Parts provided by kit:

  • Card stock for top and core assembly
  • One thick 10.25” plastic picnic plate for the bottom
  • One thick walled 29mm motor tube
  • One 3/16” launch lug
  • 3” x 6” x 3/32” basswood fin stock
  • 4 pages cardstock printed with patterns ready for cut out
  • 6 pages of instructions
  • 1 plate cutting guide

Tools and materials required:

  • Scissors and/or utility/exacto knife
  • Elmers white glue is recommended (I used Titebond II wood glue)
  • Devcon 2 ton Epoxy or clear, 30 minute epoxy
  • Clear enamel is recommended
  • 150 grit sandpaper

The top half and core are constructed using cardstock and white glue (I used wood glue). As mentioned in a previous review, plates and bowls are used to keep things centered up and to apply uniform pressure when gluing the core to the top half. Simple, easily executed technique that I would have not thought of myself. Up to this point everything was constructed out of card stock and seemed fairly flimsy.

After using the plate cutting guide to cut out the core hole from the plastic picnic plate, the plastic picnic plate is placed over/around the core and glued together at the core. At this point the build was getting more sturdy.

A fin can is created by cutting fins from the basswood, and gluing to the provided motor mount. I glued the provided 3/16” launch lug to the fin can as instructed. I also added a 1/4” launch lug to the fin can, as I prefer to launch from a wider diameter rod. The fin can is then glued into the core.

At this point, the kit was complete except for finishing. With the addition of the fin can, the kit was surprisingly strong to me. I have no doubt, the kit will hold up to any g motors and likely many larger motors.

The original flying saucer kits are available in fluorescent green, fluorescent yellow, fluorescent orange, white, smiley, and hot pink. I ordered the white figuring i would paint it a mixture of colors.
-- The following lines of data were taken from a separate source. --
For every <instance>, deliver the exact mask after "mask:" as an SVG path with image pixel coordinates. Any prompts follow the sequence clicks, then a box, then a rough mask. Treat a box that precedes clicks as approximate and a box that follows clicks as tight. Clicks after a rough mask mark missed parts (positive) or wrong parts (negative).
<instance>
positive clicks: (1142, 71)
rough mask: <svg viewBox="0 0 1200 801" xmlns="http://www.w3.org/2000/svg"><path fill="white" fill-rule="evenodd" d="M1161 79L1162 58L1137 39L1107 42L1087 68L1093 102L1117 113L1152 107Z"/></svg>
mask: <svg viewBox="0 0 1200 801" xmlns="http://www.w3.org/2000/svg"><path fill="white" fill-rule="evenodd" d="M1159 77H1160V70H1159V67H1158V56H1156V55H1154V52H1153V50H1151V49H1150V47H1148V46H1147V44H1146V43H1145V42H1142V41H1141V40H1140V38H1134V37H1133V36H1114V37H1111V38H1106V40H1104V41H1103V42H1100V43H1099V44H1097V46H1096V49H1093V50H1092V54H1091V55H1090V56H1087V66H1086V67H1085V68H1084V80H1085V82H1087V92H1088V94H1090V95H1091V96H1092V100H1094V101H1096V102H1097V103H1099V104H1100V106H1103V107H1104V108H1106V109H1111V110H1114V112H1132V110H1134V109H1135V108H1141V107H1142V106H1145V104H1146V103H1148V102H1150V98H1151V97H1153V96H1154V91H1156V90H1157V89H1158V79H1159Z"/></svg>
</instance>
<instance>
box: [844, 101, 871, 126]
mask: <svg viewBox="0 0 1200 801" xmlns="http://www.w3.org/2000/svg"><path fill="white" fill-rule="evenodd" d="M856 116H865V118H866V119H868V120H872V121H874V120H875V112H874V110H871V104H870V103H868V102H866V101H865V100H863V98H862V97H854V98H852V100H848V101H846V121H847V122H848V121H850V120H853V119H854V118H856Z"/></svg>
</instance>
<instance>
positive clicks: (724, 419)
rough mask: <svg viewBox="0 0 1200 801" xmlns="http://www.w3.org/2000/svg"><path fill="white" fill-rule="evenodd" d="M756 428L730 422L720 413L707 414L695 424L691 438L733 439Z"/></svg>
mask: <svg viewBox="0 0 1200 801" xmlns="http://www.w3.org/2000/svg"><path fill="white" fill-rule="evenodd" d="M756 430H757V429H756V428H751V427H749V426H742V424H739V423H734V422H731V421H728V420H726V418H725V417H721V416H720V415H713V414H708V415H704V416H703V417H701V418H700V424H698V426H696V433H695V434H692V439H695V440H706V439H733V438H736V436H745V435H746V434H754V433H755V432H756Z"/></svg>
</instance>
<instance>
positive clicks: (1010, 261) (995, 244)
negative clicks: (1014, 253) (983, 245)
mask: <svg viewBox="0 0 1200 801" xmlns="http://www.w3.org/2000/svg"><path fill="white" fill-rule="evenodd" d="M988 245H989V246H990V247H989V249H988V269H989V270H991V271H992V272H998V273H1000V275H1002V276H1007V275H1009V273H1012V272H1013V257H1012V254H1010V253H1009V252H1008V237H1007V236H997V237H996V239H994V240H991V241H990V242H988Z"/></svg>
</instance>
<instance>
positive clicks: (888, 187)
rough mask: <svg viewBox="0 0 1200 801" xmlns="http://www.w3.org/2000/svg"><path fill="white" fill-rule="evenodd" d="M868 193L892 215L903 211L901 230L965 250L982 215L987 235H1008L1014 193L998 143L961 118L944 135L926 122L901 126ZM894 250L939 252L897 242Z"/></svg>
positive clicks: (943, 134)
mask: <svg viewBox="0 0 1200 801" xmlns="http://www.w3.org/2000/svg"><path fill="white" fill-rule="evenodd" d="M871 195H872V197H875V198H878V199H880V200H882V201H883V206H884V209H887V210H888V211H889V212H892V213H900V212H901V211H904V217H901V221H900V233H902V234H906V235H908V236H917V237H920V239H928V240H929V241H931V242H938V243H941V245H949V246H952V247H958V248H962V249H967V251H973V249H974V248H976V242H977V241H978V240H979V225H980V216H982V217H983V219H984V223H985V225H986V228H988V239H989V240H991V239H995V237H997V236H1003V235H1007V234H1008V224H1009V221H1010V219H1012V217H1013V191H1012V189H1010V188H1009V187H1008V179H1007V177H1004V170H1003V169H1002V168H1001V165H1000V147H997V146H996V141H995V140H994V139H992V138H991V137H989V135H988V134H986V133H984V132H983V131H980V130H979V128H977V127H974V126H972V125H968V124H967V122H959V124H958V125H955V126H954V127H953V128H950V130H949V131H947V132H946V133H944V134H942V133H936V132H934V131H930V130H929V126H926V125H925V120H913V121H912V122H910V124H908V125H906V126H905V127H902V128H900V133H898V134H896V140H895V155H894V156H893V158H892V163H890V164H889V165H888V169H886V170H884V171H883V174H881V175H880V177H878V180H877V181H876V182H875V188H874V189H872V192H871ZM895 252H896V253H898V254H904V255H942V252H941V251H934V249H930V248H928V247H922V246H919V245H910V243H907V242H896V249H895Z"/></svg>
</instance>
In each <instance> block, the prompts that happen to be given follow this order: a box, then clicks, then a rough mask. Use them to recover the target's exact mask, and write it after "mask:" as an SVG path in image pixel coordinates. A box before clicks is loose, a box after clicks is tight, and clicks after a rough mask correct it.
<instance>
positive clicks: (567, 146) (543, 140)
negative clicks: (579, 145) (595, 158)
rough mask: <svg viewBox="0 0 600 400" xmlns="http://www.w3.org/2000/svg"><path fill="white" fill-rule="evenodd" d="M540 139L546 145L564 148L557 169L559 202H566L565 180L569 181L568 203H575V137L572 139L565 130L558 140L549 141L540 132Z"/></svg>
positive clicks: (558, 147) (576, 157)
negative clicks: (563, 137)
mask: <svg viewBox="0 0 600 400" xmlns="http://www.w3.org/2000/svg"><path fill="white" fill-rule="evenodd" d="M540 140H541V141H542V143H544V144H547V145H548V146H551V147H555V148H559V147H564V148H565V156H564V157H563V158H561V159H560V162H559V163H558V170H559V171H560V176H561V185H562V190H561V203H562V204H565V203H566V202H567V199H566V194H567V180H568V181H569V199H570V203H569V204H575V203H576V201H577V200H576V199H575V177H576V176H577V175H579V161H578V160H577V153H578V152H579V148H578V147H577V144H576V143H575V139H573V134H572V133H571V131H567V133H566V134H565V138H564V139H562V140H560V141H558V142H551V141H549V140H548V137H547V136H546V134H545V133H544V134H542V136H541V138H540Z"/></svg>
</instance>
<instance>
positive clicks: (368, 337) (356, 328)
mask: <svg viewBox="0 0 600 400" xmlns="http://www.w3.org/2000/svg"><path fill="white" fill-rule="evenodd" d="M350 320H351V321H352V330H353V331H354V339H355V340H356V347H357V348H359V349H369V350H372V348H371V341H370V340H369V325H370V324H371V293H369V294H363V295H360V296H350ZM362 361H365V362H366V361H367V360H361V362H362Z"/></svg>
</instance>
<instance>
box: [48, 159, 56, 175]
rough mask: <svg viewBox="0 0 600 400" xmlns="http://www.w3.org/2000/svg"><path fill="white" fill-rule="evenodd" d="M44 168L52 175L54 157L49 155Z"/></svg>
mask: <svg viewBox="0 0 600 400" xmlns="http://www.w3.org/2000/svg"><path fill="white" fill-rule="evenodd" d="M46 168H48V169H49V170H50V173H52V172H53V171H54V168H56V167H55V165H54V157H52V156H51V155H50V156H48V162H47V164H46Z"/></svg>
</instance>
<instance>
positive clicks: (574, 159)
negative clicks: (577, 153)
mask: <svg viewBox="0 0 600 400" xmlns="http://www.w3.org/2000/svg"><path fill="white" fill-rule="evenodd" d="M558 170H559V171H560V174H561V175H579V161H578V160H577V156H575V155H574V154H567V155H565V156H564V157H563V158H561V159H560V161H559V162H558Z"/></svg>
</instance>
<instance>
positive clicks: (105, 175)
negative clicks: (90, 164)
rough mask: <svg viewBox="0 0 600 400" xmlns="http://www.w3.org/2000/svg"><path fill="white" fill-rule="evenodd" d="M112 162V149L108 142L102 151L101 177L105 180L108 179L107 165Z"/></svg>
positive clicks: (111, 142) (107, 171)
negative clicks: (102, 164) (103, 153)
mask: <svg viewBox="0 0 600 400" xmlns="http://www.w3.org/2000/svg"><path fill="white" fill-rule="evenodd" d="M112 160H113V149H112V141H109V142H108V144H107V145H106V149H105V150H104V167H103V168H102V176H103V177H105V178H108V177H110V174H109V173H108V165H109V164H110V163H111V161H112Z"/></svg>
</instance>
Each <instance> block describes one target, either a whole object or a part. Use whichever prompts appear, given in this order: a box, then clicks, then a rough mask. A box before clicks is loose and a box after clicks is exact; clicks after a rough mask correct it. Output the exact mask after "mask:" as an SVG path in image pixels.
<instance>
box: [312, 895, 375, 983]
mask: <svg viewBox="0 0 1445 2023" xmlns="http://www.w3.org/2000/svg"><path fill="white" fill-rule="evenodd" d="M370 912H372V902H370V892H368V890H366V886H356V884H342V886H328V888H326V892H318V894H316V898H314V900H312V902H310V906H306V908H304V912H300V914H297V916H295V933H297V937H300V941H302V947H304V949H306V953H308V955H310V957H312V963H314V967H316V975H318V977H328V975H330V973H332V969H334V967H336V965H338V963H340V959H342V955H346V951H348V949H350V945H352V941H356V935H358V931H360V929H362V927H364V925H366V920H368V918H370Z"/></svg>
In the end i decided to paint it silver and apply silver monokote on the top portion of the rocket.

My final weight came in at 2.5 oz, instead of the manufactured listed 1.5 oz. I think the extra ounce was due to the addition of monokote, the extra launch lug, and overapplication of epoxy.

Construction Rating: 5 out of 5

For the initial launch, I loaded up an Aerotech G64W-4. The instructions describe using friction fit for motor retention. In lieu of friction fit, I opted to loop 20 gauge steel write around the nozzle of the motor and through the provided 3/16” launch lug. The saucer was then placed on a 1/4” rod. Launch winds were 10 mph.

Everyone at the launch was surprised by how quickly the saucer leapt off the pad, how high the saucer went, and how straight the saucer flew. The saucer quit ascending almost immediately upon motor burnout.

After reaching apogee, the saucer turned over and started flipping/fluttering toward the ground. I'm not certain flipping is normal behavior of saucer recovery. If not, I suspect the flipping had something to do with the extra weight I added during construction. Regardless, the saucer descended slowly and safely, and everything was recovered intact ready to fly again.

Flight Rating: 4 out of 5

If you are looking to build a saucer, definitely consider checking out This kit produces a great saucer, and definitely teaches the builder that light weight materials can be used to create very strong rockets.

Overall Rating: 5 out of 5


DAU (July 21, 2003)
The only thing I would improve would be to mark the center of the plate, and the center of the cut out template. If Art were to build a jig for the plate, that centered the plate and poked a center hole, it would be a lot easier to center the template. Other than this, the rocket was an easy built. From start to finish, about 2 hours (including waiting for glue to dry). Flights are fantastic. I've flown it on an F20 and an F23. The rocket rips of the pad, and then drag takes over. The recoveries have been slow and gentle. Since the F20 is one of the loudest little motors out there, this would be a spectacular school demo rocket: loud, colorful, interesting and easy to recover.
S.S. (October 25, 2003)
With this design, you can burn pounds of AP, one motor at a time! I just flew it today. Winds were steady at 15-20mph. Noone was flying. I put my 29x10.5 Saucer up on a G40 with the ejection charge removed. Despite the wind, she went straight up. It's awesome to see such a small rocket with such a big flame under it. The motors work so hard to achieve such little altitude. The recovery was the best. Mine always stops, turns over and falls gently to the ground! I can't wait to build my 38mm saucer.